# MinHash Similarity

# Incentive

In my day-to-day work I’m part of the development team that develops the DAST engine of the IBM AppScan products.

In layman’s terms it means we build an engine that “mimics” the behavior of a hacker that tries to find security weaknesses in a web application.

Such hacker would look at the web application as a black box, and would test several different malicious inputs to see if any response indicates a vulnerability he can exploit.

Our engine does exactly that, automatically! And therefore should be **quick** but still **accurate**.

One scenario that is very challenging for a DAST engine is when it needs to scan a web application that has thousands of pages. Usually with these kinds of web applications, it’s safe to assume that many of their pages are actually pointing to the same server-side functionality, so we can choose one page from each cluster to do the security tests on and avoid the redundancy of the others.

For example, let’s say we’re scanning cnn.com, this web application has many articles that differ only by their text content. Behind the scenes, the server-side functionality is exactly the same, and we can use this fact to only test one of these articles (pages) and safely assume that whatever we find (or don’t find) should be the same with all other similar articles.

When dealing with this problem, you want to find a way to quickly determine whether a given page is a new page that security tests should apply to, or whether it can be skipped because it is structurally similar to a previous page that was already tested.

To do so in AppScan, we’ve used the MinHash algorithm and Locality-sensitive hashing, and in this post I’ll be covering the technical details and math of these paradigms and give examples on how to use them.

A big shout-out to Ilan Ben-Bassat who came up with the idea to use MinHash and together with Erez Rokah implemented it on AppScan. And to Sagi Kedmi who helped teaching me about it, and encouraged me to write this blog post.

# Quick Jump

# The Basics

Before we can go into how MinHash works, we need to first talk about the Jaacard similarity coefficient.

The Jaccard similarity coefficient on two sets A and B is defined to be:

$J(A,B) = \dfrac{|A \cap B|}{|A \cup B|}$

Important properties of the Jaccard similarity coefficient:

- If A and B are identical sets then $J(A,B) = 1$
- If A and B are disjoint sets (have no common element) then $J(A,B) = 0$
- If A and B are neither equal nor disjoint then $0 \lt J(A,B) \lt 1$
- The more common elements A and B have, the closer $J(A,B)$ gets to 1

Similarly, the less common elements A and B have, the closer $J(A,B)$ gets to 0

With these properties we can conclude that the Jaccard similarity coefficient gives us a decent estimation of how similar two given sets are.

For example, given the sets $A = \lbrace x,y,z\rbrace$ and $B = \lbrace r,x,z\rbrace$ we get:

$J(A,B) = \dfrac{|A \cap B|}{|A \cup B|} = \dfrac{|\lbrace x,z\rbrace|}{|\lbrace x,y,z,r \rbrace|} = \dfrac{2}{4} = 0.5 = 50\%$

So far we’ve seen how we can compare how similar two sets are using the Jaccard similarity coefficient.

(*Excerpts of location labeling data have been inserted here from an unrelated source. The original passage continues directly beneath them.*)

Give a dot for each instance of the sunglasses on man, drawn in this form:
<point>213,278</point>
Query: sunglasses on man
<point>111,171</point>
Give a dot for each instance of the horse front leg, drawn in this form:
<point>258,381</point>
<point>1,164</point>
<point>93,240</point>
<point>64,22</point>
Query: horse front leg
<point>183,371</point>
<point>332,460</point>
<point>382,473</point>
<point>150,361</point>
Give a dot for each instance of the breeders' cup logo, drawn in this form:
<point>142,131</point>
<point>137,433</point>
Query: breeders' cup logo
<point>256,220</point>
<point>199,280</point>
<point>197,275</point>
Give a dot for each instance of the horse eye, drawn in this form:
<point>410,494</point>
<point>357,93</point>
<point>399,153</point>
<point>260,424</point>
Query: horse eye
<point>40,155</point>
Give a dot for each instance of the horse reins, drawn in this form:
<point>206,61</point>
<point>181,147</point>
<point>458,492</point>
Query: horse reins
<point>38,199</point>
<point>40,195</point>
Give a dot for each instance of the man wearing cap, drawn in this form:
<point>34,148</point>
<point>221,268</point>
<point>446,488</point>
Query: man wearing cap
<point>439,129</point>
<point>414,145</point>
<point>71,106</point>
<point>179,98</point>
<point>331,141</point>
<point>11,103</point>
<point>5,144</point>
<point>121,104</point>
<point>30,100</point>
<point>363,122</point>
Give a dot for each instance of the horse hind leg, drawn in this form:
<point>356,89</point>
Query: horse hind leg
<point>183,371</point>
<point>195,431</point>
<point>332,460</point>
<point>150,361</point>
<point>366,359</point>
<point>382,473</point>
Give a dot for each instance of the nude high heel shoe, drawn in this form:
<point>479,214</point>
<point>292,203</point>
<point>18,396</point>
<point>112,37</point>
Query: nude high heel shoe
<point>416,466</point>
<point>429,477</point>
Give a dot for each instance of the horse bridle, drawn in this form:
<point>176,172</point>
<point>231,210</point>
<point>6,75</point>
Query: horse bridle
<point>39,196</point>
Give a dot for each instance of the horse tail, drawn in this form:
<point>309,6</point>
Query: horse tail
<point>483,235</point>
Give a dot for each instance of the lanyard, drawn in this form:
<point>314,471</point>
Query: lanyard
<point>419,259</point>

But how will we compare two documents with it?

We can do that by treating a document as a set of words, meaning to convert the document: “Hello world, my name is Daniel.” into $\lbrace hello, world, my, name, is, daniel\rbrace$

But this approach is flawed as we don’t consider the context of a word within the text, just its existence.

A simple example of this problem would be these two documents:

- “Hello world, my name is Daniel!”
- “My name is Daniel, hello world!”

The Jaccard similarity coefficient of these two documents is 1 since they have the exact same words. But these are not identical documents, so we should get a value less than 1.

We fix this issue by introducing a new concept called Shingling.

Shingling (or w-shingling) in the document sense, is to take every continuous *w* words in the document and consider them as an element of the set.

In the example above, we can choose to shingle every 3 words, and end up with these sets:

$A = \lbrace hello\_world\_my, world\_my\_name, my\_name\_is, name\_is\_daniel\rbrace$

$B = \lbrace my\_name\_is, name\_is\_daniel, is\_daniel\_hello, daniel\_hello\_world\rbrace$

And now our Jaccard similarity coefficient will be $J(A,B) = \dfrac{2}{6} = 33.3\%$ which makes more sense given those two documents.

# Why do we need MinHash and Locality-sensitive hashing?

At this point you might be tempted to just go ahead and use the Jaccard similarity coefficient and Shingling to start comparing your documents.

But doing that would be unwise, as you’ll eventually be facing two major issues:

- Computing the intersection and union of two sets is expensive and requires keeping the entire two sets in memory for each two sets.
- Dividing
*n*documents into clusters of similarity will require $O(n^2)$ time complexity.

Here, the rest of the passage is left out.